Set is depicted as trying to prove his dominance by seducing Horus and then having intercourse with him. However, Horus places his hand between his thighs and catches Set's semen, then subsequently throws it in the river, so that he may not be said to have been inseminated by Set. Horus then deliberately spreads his own semen on some lettuce, which was Set's favorite food. After Set had eaten the lettuce, they went to the gods to try to settle the argument over the rule of Egypt. The gods first listened to Set's claim of dominance over Horus, and called his semen forth, but it answered from the river, invalidating his claim. Then, the gods listened to Horus' claim of having dominated Set, and call his semen forth, and it answered from inside Set.

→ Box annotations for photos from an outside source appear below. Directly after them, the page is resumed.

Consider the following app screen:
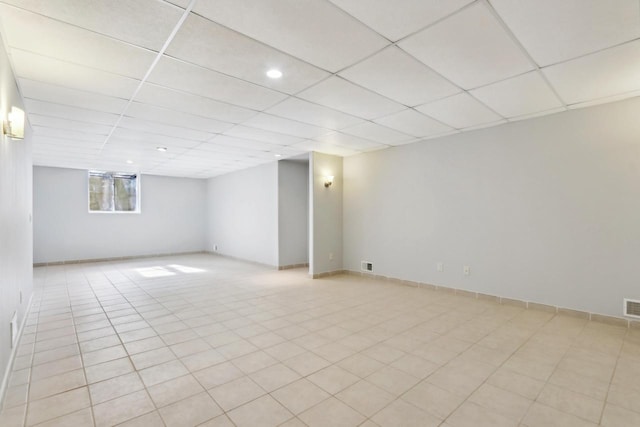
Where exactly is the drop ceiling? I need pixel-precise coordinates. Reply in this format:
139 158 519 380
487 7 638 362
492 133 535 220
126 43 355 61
0 0 640 178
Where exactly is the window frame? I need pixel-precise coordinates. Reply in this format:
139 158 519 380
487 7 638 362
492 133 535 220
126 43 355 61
86 170 142 214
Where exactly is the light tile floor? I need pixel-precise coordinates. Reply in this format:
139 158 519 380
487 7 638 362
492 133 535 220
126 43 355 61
0 254 640 427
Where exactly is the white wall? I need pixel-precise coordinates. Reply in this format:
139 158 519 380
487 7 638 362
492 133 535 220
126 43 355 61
309 153 343 275
207 162 278 267
344 98 640 316
33 166 206 263
0 38 33 403
278 160 309 267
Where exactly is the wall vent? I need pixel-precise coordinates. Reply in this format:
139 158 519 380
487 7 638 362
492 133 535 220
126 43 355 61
360 261 373 273
624 298 640 319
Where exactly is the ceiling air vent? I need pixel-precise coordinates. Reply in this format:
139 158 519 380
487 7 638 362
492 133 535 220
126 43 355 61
624 298 640 319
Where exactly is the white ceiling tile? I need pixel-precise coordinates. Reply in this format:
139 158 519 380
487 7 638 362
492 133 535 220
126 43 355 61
291 140 361 157
340 46 460 106
118 117 213 141
416 92 501 129
167 14 329 93
568 90 640 110
194 0 388 72
491 0 640 66
342 122 414 145
210 135 283 151
109 127 202 151
330 0 472 41
542 40 640 104
18 79 127 114
148 56 287 110
298 77 405 119
224 125 304 145
265 97 363 130
24 98 119 126
399 2 533 89
29 113 112 136
31 125 106 143
11 49 139 98
316 132 389 151
243 113 330 138
470 71 562 117
135 83 257 123
0 4 156 80
375 108 452 137
3 0 184 51
126 102 233 133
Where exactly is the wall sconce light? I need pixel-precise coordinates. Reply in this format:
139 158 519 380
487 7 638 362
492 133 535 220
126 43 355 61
2 107 24 139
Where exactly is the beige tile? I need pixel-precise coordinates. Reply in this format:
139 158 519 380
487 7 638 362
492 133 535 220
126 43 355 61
307 365 360 394
250 363 300 392
93 390 155 427
209 377 266 411
447 401 519 427
469 384 533 421
366 366 420 396
31 356 82 381
271 378 329 414
193 362 244 390
159 393 222 427
180 349 225 372
147 375 204 408
601 404 640 427
335 380 396 417
372 400 442 427
130 347 176 371
82 345 128 367
522 402 597 427
487 368 544 400
89 372 144 405
402 381 467 419
29 369 87 400
298 397 365 427
337 353 385 378
231 351 278 374
85 357 134 384
265 341 305 361
27 387 91 426
118 411 165 427
538 384 604 423
138 360 189 387
33 408 94 427
227 395 293 427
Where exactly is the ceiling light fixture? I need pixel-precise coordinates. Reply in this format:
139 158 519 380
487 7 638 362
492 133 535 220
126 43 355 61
267 68 282 79
2 107 24 139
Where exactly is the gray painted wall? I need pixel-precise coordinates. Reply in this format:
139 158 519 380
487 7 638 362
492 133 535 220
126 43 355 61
344 98 640 316
278 160 309 266
0 34 33 401
309 153 343 274
207 162 278 267
33 166 206 263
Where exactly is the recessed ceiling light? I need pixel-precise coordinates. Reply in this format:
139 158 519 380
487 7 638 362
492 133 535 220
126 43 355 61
267 68 282 79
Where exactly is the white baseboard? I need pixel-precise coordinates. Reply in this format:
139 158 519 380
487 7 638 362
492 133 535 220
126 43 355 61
0 291 34 410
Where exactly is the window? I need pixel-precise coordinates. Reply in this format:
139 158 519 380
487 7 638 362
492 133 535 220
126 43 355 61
89 171 140 213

Now that is interesting on a number of levels, not the least of which being the observation of Horus and Set having been high amongst the mythical models for Jesus and Satan, in the estimation of researchers such as Kersey Graves in his 1875 The World's Sixteen Crucified Saviors (or Christianity Before Christ) (though Horus is not amongst Graves' sixteen, not having been mythically crucified). The analogies at issue are many. Royal lineage ascribed to each (Jesus from Jewish kings, Horus from Egyptian ones), and each is the son of a god, by a miraculous impregnation (Jesus, because Mary was claimed to be a virgin -- though this claim is never made by Jesus himself or by any witness to such a claim being made -- and Horus because his father Osiris had been murdered, and Isis became pregnant by finding and frottaging Osiris' corpse). Various miracles are claimed to have been worked by each and turns of divine wisdom have likewise been attributed to each.

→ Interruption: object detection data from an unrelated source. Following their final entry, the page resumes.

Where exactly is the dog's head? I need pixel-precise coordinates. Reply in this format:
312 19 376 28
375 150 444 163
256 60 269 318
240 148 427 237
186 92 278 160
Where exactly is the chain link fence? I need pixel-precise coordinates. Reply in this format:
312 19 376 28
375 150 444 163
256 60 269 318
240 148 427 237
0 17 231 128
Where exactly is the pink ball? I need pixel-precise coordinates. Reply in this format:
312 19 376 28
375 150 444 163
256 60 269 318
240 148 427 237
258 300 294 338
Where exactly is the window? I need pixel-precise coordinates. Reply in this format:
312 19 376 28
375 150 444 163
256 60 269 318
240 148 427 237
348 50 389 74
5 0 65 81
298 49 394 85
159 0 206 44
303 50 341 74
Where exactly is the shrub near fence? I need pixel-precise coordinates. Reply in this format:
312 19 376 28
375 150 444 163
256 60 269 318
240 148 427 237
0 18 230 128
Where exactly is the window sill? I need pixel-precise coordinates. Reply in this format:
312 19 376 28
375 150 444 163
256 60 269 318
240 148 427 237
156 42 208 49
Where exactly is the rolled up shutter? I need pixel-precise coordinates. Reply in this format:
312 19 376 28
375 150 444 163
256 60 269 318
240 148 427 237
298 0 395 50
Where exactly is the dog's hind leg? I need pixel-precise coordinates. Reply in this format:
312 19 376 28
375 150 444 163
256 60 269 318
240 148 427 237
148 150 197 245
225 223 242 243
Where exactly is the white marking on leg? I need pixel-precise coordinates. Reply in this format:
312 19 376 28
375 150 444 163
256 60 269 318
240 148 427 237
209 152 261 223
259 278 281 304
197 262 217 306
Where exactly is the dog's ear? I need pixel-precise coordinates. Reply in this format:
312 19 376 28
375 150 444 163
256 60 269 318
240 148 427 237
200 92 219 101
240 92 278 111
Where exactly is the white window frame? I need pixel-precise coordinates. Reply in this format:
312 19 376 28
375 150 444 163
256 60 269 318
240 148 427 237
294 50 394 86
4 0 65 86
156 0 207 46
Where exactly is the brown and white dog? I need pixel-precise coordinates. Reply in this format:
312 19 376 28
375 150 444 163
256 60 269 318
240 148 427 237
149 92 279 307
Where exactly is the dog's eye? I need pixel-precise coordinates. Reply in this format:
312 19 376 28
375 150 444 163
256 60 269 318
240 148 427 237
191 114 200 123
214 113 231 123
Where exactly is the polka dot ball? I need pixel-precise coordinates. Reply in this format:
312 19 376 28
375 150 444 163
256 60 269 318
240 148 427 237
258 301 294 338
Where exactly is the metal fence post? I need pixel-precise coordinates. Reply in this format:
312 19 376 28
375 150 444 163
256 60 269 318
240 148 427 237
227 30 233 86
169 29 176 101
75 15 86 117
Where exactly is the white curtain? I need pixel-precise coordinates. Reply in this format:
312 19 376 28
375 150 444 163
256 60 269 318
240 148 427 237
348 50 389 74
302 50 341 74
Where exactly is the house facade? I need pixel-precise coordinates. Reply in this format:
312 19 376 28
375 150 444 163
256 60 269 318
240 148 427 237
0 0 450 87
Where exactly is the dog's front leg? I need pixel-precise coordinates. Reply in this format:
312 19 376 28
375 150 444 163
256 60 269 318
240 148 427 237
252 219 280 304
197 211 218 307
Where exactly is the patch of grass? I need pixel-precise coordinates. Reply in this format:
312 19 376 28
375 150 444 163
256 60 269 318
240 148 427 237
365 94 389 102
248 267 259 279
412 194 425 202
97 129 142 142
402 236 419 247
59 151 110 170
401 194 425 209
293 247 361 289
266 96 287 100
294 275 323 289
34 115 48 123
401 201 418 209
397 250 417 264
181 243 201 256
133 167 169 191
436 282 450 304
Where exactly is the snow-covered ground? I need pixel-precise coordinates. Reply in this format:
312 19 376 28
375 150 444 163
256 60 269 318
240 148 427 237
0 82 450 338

Ah, and then there is the enemy. Each inherited their father's great enemy -- oddly, "Set" is even sometimes written as "Set-An" -- and each was subjected to the enemy's effort to defeat them by seduction (with power for Jesus, sexuality for Horus). In the end, each tricked their enemy and prevailed over him (Horus, by sperming in the lettuce, Jesus, by allowing himself to be horribly tortured and painfully crucified, and then descending to Hell despite his innocence.... hmmmm). But putting aside the question of which trick was better, it is fascinating to consider the aspects of the Horus/Set myth and its characters reflected in the story of Jesus and Satan.

The other fascinating element of this story is that Set's favorite food was lettuce. Naturally, a great many people like some lettuce here and there, but favorite food? Lettuce more typically seems to be a background element, a canvass which other tastier salad elements are painted upon, a food consumed for bulk and nutrition more than for love of its taste. Maybe in ancient Egypt, the options were more limited, so that it was comparatively a better option. But on top of that, it seems odd that Set would not notice that his salad had received a quite unorthodox dressing!!